The BBC asked Yogi Adityanath if it wasn’t true that the Muslims protesting against the CAA and NRC today are the descendants of those who had rejected moving to Pakistan in 1947, a country that was created on the basis of religion. The Chief Minister of UP responded by saying that they hadn’t done India any favour by choosing to remain in India.
Yogi Adityanath said, “They hadn’t done any favour. They hadn’t done any favour to India. When India was partitioned, it should have been opposed. Arguments in favour of India must be supported. Those which are against India must be opposed. This is what our nationalism says and it is also the duty of every Indian citizen.”

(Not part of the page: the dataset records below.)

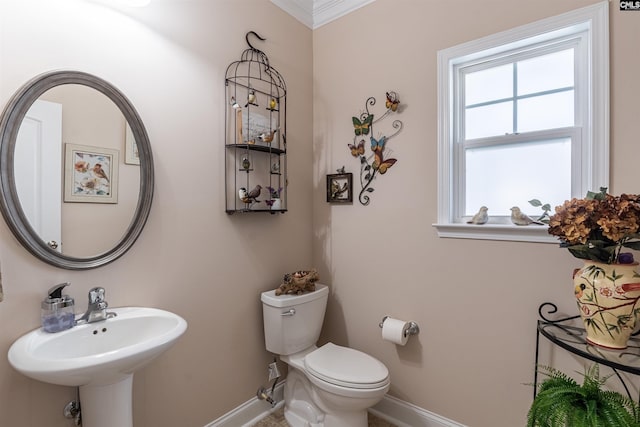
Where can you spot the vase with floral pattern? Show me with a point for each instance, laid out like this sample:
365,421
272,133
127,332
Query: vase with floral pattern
608,299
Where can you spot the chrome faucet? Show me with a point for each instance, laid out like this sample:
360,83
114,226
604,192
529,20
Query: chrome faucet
97,308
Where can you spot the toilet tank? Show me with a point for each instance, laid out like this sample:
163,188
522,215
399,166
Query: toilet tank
292,323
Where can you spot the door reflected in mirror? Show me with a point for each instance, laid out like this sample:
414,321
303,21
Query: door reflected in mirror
79,115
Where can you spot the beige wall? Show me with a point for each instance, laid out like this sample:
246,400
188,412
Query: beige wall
475,301
192,258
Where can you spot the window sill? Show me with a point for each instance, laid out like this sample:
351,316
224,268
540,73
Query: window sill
514,233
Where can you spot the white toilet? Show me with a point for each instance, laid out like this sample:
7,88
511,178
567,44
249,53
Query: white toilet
330,386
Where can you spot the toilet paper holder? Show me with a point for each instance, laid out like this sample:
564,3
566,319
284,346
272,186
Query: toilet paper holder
413,328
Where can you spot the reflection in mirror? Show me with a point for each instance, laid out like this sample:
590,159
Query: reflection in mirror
78,115
76,170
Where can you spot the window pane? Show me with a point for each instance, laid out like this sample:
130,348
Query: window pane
489,85
489,120
546,112
547,72
501,177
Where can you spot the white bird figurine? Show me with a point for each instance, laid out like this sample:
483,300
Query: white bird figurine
268,137
520,218
243,195
481,217
251,196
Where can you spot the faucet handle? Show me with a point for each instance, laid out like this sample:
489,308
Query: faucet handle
96,295
55,292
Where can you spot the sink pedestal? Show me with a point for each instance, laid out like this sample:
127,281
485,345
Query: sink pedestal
107,405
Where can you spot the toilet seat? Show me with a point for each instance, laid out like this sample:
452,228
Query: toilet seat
346,367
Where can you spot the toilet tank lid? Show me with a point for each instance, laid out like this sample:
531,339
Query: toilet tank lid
270,298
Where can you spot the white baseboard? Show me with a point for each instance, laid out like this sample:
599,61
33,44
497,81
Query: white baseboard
251,411
405,414
392,409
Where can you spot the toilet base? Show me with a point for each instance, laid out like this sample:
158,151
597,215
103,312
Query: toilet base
301,408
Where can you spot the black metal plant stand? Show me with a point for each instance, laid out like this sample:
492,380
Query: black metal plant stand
569,333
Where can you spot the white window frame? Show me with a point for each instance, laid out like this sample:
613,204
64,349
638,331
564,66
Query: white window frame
590,23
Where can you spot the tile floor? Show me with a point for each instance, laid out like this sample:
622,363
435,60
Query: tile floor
276,419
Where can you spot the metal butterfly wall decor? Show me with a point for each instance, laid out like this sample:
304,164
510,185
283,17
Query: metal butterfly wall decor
377,161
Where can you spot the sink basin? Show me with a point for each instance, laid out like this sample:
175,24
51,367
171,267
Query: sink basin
99,357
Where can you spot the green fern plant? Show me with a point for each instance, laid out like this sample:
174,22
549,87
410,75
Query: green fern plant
562,402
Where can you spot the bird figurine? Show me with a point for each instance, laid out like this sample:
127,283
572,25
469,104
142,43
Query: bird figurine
520,218
246,163
252,196
243,195
99,172
267,137
481,217
251,98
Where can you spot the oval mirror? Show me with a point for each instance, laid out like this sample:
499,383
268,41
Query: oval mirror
76,170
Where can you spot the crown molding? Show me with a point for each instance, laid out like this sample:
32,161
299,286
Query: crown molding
315,13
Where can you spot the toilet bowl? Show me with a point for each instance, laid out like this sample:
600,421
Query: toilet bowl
327,386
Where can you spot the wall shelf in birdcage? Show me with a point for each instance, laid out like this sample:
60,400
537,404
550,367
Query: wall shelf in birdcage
255,134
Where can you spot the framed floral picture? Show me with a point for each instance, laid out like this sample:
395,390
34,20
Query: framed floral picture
339,188
90,174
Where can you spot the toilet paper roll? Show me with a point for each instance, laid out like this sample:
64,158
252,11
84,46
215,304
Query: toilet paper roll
394,330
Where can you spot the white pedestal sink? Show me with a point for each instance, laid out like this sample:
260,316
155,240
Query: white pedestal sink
99,358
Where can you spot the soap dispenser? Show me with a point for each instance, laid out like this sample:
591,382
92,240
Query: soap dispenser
57,312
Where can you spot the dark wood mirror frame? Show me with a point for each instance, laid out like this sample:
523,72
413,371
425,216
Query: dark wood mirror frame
10,207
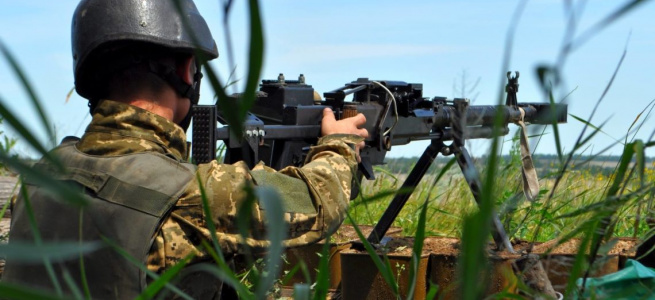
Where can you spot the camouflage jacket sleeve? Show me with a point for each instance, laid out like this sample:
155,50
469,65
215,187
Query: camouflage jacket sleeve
315,197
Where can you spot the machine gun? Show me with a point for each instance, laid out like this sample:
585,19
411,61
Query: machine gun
285,120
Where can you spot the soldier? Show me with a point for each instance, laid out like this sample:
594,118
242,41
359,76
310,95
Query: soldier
140,70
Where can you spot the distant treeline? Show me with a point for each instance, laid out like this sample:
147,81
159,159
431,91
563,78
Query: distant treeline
543,162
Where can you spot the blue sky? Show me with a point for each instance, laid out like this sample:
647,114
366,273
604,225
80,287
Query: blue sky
436,43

It is pertinent to mention here that Sharjeel Imam, the mastermind of the Shaheen Bagh protests who urged Muslims to cut off North East India from the rest of the country indefinitely, had said that Muslims did not choose to stay in India due to secularism or any such thing. He had said that Muslims chose to stay in India due to their property and other reasons.
The BBC has a history of dubious reporting about India. And the specific question asked to Yogi Adityanath here appears consistent with its liberal bias. For instance, it has been peddling a fake narrative about Kashmir since the 1990s. There have been numerous occasions in the past when the BBC has lied outright in order to achieve its desired political objective. There was also the time in 2018 when they blamed nationalism for the rise of fake news in India.